Intraoperative myocardial ischemia is attributed to decreased myocardial oxygen supply. We present an unusual case of recurrent, symptomless inferior wall ischemia in an apparently healthy male with no history of coronary artery disease after a spinal block. The recurring episodes were linked to tachycardia and presented with significant ST depression in Lead II with reciprocal elevation in lead aVL. The episodes responded to phenylephrine and subsided without residual sequelae.

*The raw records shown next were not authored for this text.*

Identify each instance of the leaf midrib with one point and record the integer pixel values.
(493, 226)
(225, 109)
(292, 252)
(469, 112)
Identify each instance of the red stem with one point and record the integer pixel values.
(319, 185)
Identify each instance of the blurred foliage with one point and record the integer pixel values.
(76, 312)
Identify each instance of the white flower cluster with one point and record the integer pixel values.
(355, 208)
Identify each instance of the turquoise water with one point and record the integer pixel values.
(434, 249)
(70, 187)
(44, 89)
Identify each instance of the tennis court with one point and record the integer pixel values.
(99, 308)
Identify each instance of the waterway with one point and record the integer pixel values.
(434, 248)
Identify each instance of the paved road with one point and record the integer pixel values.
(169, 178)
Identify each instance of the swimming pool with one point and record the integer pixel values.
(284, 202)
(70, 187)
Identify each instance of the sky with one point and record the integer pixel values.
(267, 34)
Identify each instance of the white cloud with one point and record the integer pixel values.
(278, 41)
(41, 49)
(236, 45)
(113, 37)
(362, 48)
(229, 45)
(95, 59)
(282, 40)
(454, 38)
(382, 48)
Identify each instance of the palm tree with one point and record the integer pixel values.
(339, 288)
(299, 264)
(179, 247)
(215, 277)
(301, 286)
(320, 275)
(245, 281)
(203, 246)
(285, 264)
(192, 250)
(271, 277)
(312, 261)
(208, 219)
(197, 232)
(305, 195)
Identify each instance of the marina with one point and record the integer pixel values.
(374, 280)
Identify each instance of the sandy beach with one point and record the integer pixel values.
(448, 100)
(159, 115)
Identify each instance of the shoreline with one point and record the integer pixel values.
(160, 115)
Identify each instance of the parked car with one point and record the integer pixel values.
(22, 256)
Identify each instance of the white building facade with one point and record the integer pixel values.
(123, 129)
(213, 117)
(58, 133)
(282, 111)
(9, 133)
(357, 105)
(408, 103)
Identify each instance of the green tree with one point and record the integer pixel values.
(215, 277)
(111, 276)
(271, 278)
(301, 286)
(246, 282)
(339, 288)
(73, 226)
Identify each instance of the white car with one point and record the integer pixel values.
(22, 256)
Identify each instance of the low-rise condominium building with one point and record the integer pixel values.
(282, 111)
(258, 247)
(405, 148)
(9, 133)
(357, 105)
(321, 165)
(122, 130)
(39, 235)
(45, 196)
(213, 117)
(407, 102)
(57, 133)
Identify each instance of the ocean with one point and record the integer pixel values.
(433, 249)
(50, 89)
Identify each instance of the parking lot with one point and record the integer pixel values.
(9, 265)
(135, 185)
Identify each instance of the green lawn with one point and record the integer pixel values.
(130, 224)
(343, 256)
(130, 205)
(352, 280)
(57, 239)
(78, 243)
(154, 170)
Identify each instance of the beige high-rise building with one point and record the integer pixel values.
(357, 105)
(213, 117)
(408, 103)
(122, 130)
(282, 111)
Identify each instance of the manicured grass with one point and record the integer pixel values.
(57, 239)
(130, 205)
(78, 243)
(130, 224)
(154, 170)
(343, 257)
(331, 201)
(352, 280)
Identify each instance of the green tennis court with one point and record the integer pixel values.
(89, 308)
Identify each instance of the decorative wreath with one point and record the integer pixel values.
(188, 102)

Keywords: Intraoperative myocardial infarction, intraoperative ST depression, phenylephrine for intraoperative myocardial infarction


How to cite this article:
Singh P M, Shah D, Trikha A. Recurrent intraoperative silent ST depression responding to phenylephrine. J Anaesthesiol Clin Pharmacol 2012;28:510-3

How to cite this URL:
Singh P M, Shah D, Trikha A. Recurrent intraoperative silent ST depression responding to phenylephrine. J Anaesthesiol Clin Pharmacol [serial online] 2012 [cited 2019 Aug 21];28:510-3. Available from: http://www.joacp.org/text.asp?2012/28/4/510/101944


  Introduction Top


The perioperative cardiac events are major contributors to perioperative morbidity in general surgeries. [1] Despite immense research to find predictors of likely cardiac compromise preoperatively, the number of affected patients continues to grow. [2],[3] All the predictors and set guidelines stratify the risk associated for a non-cardiac surgery with given co-morbidities of the patient. [4] In patients without previous history of coronary artery disease (CAD), the incidence of perioperative myocardial infarction (PMI) amounts to 0.6% even after expert evaluation. [5] Most often the intraoperative cardiac ischemia involves the left coronary artery [6] and presents as ST segment depression in the left sided leads. [7] This oxygen demand-supply failure to heart is not restricted to left ventricle alone. It can occur to the vessels supplying the right heart, in case they have enough preoperative narrowing which cannot match the increased oxygen need, during the stress of surgery. This results in ischemic changes on the right sided or inferior leads perioperatively. We present a similar unique case of rate-dependent reversible myocardial ischemia which responded dramatically to timely pharmacological intervention.


  Case Report Top


A 46-year-old, 72 kg, man was scheduled for elective right knee replacement for post traumatic osteoarthritis. The patient was a known hypertensive, well controlled on oral amlodipine 5 mg OD. He was a non-smoker with no family history of CAD. The effort tolerance was mildly restricted since last 2 years due pain associated with osteoarthritis for which patient was on occasional non-steroidal anti-inflammatory drugs. There was no history of angina, palpitation, or diaphoresis on effort. There was no significant past medical or surgical history. Pre-operative hemoglobin level was 12.3 mg/dl and the biochemical profile, including lipid profile, was normal. Chest X-ray and electrocardiogram (ECG) showed no abnormality. Being an orthopedic surgery, intermediate risk was explained to the patient and a written/informed consent was taken. The patient was advised to remain nil per oral from midnight and 2 units of packed red blood cells were arranged.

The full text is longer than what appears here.